Getting high is totally normal in Thailand since cannabis was decriminalised almost a year ago. But China doesn’t share Thailand’s liberal stance on the psychoactive plant.
According to the British Consulate-General Shanghai…
“Police drug tests can detect if you have taken drugs within the previous three months. Testing positive in China, no matter in which country you took drugs, is against the law.
“Don’t join the 41 Brits detained by police across China in the past 12 months. Testing positive can lead to detention of up to 15 days, a fine and deportation, or even longer sentences.”
“If other people are proven to have taken drugs in your home, you are likely to face criminal charges for accommodating others to take drugs. You could face three years or more in prison.”
According to the UK government, “Chinese police undertake random drug testing including on entry to the country.”
Last year when Thailand was gearing up to remove cannabis from its list of illicit narcotics, the Chinese Embassy in Bangkok published a warning statement for Chinese nationals thinking about getting high in Thailand.

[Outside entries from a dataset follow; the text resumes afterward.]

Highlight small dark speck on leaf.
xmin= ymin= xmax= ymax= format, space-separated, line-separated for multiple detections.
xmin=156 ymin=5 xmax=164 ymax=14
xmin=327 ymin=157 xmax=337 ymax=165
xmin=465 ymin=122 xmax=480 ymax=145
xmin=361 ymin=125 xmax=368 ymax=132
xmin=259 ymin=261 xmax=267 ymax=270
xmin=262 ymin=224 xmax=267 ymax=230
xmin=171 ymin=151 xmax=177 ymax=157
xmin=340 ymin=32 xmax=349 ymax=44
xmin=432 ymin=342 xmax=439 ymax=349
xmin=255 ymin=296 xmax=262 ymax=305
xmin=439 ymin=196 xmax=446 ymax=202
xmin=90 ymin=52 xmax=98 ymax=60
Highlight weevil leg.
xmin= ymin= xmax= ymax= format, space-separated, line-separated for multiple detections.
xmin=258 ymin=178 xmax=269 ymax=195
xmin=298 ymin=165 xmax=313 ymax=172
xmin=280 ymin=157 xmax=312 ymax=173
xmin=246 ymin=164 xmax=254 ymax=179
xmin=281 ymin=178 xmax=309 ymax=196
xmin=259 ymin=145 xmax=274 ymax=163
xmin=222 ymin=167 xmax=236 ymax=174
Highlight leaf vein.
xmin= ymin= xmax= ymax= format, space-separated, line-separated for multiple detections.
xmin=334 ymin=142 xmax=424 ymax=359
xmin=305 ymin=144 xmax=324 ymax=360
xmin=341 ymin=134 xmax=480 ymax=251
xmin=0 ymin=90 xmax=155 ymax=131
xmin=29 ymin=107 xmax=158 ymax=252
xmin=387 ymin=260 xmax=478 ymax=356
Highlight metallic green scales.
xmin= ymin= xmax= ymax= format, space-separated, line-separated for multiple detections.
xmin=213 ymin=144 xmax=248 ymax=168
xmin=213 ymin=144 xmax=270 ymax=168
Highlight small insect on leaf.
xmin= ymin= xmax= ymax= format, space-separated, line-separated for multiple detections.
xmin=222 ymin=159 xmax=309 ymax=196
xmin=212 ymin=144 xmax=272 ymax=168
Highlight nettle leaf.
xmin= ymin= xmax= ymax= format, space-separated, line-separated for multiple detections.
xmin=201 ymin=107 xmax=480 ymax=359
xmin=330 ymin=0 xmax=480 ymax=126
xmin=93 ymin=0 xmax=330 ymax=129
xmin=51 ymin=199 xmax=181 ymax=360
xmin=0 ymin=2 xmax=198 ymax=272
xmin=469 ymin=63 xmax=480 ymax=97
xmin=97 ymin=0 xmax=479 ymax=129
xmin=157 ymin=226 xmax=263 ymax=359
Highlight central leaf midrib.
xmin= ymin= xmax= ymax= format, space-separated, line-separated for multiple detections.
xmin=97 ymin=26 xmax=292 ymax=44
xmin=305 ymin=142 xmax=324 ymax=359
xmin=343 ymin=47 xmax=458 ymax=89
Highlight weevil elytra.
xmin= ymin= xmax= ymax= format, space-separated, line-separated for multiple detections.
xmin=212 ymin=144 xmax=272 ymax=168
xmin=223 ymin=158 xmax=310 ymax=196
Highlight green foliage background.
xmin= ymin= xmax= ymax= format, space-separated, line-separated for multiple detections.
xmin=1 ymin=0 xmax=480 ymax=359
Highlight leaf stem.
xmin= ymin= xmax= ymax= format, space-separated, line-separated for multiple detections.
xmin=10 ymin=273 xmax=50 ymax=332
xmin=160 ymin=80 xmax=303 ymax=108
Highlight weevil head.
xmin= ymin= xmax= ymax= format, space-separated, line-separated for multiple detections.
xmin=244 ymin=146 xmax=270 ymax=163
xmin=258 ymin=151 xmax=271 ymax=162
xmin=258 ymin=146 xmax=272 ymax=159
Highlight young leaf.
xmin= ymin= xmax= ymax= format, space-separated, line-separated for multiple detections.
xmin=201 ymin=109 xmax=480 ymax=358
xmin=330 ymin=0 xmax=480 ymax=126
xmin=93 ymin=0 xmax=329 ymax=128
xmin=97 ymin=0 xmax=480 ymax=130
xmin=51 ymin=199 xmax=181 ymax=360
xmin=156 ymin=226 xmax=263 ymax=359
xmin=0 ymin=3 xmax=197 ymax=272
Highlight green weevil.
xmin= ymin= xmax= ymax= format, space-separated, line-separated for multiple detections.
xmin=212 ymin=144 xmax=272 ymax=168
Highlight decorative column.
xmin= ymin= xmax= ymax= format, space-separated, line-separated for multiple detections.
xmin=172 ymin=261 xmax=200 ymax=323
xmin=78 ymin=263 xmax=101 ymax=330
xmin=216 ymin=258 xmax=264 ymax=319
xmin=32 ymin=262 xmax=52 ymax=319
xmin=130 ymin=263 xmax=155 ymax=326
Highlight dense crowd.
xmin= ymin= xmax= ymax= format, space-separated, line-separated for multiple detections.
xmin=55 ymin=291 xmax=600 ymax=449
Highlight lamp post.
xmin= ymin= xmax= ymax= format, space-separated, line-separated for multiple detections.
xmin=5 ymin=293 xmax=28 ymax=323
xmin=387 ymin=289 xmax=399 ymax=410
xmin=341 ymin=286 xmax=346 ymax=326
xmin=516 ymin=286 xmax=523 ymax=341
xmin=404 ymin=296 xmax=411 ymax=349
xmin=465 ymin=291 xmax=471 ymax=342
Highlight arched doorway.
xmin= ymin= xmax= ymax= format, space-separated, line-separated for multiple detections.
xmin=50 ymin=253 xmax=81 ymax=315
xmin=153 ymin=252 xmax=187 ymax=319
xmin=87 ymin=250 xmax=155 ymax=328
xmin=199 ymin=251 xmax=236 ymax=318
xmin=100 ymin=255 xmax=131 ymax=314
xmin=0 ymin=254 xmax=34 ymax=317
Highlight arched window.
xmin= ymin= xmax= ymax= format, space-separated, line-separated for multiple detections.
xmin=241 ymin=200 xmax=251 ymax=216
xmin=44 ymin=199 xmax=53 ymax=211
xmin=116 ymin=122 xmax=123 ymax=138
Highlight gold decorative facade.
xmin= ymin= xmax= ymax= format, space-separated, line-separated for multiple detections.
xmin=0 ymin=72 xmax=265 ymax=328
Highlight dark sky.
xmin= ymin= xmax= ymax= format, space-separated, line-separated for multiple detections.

The message warned that anyone who consumes products containing marijuana before returning to China could face legal trouble at home if they were subject to a spot-check drug test.
“They will be deemed to have abused a narcotic drug that is illegal in China and will be published accordingly,” the statement read.
“In order to avoid such a risk, Chinese nationals in Thailand should make sure that the products they consume in Thailand contain no THC and CBD.”
China is not the only country that forbids its citizens from consuming cannabis, even in countries where it is legal. Malaysia has previously warned its citizens that they are not permitted to consume cannabis in Thailand.
In August last year, three Thai nationals were detained and fined the equivalent of 5,000 baht each for testing positive for cannabis upon entering Malaysia.
Thai embassies in multiple countries such as South Korea and Singapore also warned travellers not to attempt to smuggle cannabis or cannabis products into their respective countries from Thailand.
In July, a Brazilian student was arrested in Bali after smuggling 9.1 grammes of cannabis on a flight from Thailand, where he legally bought the drug.
His arrest came just days after the Royal Thai Embassy in Jakarta warned people in Thailand not to take cannabis into Indonesia, where they could face harsh penalties or even the death penalty.